Another notable example of Don Alonso’s choice to construct obstacles to his union with Doña Inés is his decision to leave and see his parents in Olmedo at an inopportune point in the play. Notably, his departure from Medina comes directly after he is advised by Doña Inés’ sister that he will be welcomed with open arms by their father. The sister insists with earnest, “My father is full of praise for you, / And well disposed. When he’s informed / You Love Inés and she loves you / He’ll welcome you with open arms” (3.250-254). Despite this critical information, which opens the possibility of marrying Doña Inés (which was his professed hope in Act One), Don Alonso ​continues ​his self-deception, leaving to see his parents in Olmedo, on claims that they will worry about him should he not arrive. Given the intensity of Don Alonso’s passion for Doña Inés and the recent news of her possible freedom to marry, it is puzzling that he should remain so insistent on avoiding even a slight delay in leaving for his hometown. In a soulful speech, he laments parting from his lover, despite truly not having to do so. Doña Inés says only a few lines later that her father “longs that you [Don Alonso] / Should marry Leonor,” which the sister, Leonor, had just plainly negated in her statement (3.276-277). Yet, Don Alonso does not object to Doña Inés’ point, despite his knowledge of her father’s approval. Instead of jumping at the opportunity to marry Doña Inés, Don Alonso chooses a circuitous route instead of any direct path to marriage.

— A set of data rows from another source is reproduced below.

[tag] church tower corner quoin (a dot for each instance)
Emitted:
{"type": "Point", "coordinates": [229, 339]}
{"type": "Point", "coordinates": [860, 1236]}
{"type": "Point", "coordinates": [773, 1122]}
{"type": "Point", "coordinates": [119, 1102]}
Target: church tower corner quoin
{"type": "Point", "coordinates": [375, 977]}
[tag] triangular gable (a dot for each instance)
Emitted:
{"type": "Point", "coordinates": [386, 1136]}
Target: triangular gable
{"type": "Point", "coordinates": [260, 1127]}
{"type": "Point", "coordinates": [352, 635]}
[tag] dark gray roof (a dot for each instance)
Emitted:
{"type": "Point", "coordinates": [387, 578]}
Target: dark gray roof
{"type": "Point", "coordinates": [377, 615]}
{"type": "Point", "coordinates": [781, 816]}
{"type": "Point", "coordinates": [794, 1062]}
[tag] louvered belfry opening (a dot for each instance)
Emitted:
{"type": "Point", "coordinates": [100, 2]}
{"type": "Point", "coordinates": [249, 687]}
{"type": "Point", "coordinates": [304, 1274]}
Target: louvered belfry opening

Don Alonso and Doña Inés​ ​deceive themselves of their reality by constructing and imposing false obstacles upon their marriage prospects. Despite their passion for each other, and evident sadness and distress at parting, they (especially Don Alonso) remain inactive in making their union exist in a tangible sense. Though the two lovers practice self-deception of facts, and through constructing false social obligations which police their actions from ​within, it remains unclear why they do so. Possibly, their reluctance to move forward with physical plans to join each other in marriage could be an implicit fear of losing the passion which is so well-sustained through distance and rules; maybe they are trying to maintain the more exciting nature of their burning love by pretending it violates numerous obstacles which must be surmounted to be together.

Works Cited

Vega, Lope de, Gwynne. Edwards, and Lope de Vega. Fuente Ovejuna; The Knight from Olmedo; Punishment Without Revenge . Oxford; New York: Oxford University Press, 1999. Print.